Vitality covers my wish to feel the full benefit of feeling well, and enjoying life to the full. In a wider sense, I feel it can also cover a broader approach to life, embracing each new day and new challenges.
I decided to pick adventure as my third word, as it also has a range of meanings which I feel will guide and inspire in the coming year. It shows that I want to push myself and reach for new experiences. If we look at its origins – (I knew learning Latin all those years ago would have a use) the word is made up of the verb to go, or move. The prefix “ad” brings the notion of forward to the motion. So adventure also represents moving forward. I most definitely intend to keep moving forward, no matter what the year throws at me.
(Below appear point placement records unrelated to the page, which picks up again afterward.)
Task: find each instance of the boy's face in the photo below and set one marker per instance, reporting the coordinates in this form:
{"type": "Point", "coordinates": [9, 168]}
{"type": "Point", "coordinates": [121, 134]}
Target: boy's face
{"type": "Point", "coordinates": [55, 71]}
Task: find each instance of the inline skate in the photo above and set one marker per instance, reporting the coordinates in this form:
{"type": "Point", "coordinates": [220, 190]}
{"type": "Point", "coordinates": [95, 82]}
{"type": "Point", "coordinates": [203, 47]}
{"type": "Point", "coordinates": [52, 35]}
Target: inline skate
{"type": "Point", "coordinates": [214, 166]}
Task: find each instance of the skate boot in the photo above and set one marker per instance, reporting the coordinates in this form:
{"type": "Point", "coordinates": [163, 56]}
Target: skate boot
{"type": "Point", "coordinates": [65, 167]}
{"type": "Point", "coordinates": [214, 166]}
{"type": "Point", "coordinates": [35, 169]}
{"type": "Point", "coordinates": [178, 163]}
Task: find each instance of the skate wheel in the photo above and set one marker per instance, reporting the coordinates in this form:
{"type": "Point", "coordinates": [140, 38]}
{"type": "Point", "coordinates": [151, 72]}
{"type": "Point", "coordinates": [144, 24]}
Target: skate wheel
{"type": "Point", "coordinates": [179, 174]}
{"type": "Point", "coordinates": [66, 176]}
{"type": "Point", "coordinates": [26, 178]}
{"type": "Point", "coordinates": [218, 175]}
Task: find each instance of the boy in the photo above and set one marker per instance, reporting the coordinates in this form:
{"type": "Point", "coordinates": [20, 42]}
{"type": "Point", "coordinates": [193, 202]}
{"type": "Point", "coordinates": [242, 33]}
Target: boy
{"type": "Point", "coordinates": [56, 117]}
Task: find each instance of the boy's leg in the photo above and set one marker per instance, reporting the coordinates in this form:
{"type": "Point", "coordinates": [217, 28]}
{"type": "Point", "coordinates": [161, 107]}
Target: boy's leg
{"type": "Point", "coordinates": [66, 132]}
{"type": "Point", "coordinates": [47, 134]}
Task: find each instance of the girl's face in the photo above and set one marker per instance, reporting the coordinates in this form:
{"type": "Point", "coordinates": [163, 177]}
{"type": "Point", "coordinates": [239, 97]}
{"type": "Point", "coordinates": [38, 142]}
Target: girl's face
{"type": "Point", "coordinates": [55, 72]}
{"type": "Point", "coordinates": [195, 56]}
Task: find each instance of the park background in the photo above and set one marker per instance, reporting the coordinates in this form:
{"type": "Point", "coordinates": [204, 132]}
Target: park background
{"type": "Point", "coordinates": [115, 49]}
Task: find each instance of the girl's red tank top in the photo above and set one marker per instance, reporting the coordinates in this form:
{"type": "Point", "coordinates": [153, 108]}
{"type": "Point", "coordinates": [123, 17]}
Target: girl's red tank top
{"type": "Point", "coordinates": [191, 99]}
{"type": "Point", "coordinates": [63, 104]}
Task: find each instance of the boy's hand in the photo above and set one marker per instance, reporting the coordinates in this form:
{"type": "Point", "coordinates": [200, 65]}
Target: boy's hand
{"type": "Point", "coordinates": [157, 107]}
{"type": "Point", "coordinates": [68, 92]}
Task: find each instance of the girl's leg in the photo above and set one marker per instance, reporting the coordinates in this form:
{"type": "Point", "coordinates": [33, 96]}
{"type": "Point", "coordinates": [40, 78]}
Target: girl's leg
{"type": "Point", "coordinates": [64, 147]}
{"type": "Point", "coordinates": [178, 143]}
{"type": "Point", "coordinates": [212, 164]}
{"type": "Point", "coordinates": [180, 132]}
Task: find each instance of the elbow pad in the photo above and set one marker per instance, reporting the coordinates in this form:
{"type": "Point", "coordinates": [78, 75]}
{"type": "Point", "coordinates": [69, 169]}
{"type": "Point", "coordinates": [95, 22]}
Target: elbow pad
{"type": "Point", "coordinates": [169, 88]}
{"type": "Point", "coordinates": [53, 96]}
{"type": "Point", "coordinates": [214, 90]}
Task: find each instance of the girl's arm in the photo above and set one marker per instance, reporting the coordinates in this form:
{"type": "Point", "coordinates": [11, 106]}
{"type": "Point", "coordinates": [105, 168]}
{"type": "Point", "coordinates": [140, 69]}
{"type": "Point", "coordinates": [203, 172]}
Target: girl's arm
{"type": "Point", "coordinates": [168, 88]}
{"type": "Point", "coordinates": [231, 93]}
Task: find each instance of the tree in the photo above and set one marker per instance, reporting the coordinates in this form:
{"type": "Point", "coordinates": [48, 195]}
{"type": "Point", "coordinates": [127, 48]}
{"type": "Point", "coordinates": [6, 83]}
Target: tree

This choice has also worked really well for me. I am still aiming for harmony, even though it is not always easy. I keep cranking forward the physical exercise machine, swimming daily before work, working out (bleurgh but it is good for me!) and paying great attention to my wellbeing. And adventure! Gosh, I have been amazed at how much I have been able to regain confidence, and have had a number of adventures through the year, including a return to field work in remote parts of the country, a trip to Chiang Mai by overnight train and my wonderful birthday holiday around the ancient Angkor temples. And now I am plotting an adventure for Christmas…….. watch this space.
So that brings me to an interesting place. If I found it hard to pick this year’s words, and went through quite a process of deliberation to arrive at the words I did. And that paid off for sure. I regularly refer to these words, both in my mind and more explicitly. And they have been the perfect fit for 2011. So now I feel that my task of finding three words for 2012 will again not be easy. However, arriving at a sense of the key areas in my life which I want to focus on and then play with the various words which can express that is in itself an inspiring exercise. It is one, which I think will take a bit more time this year. And that’s why I am starting to think about it now.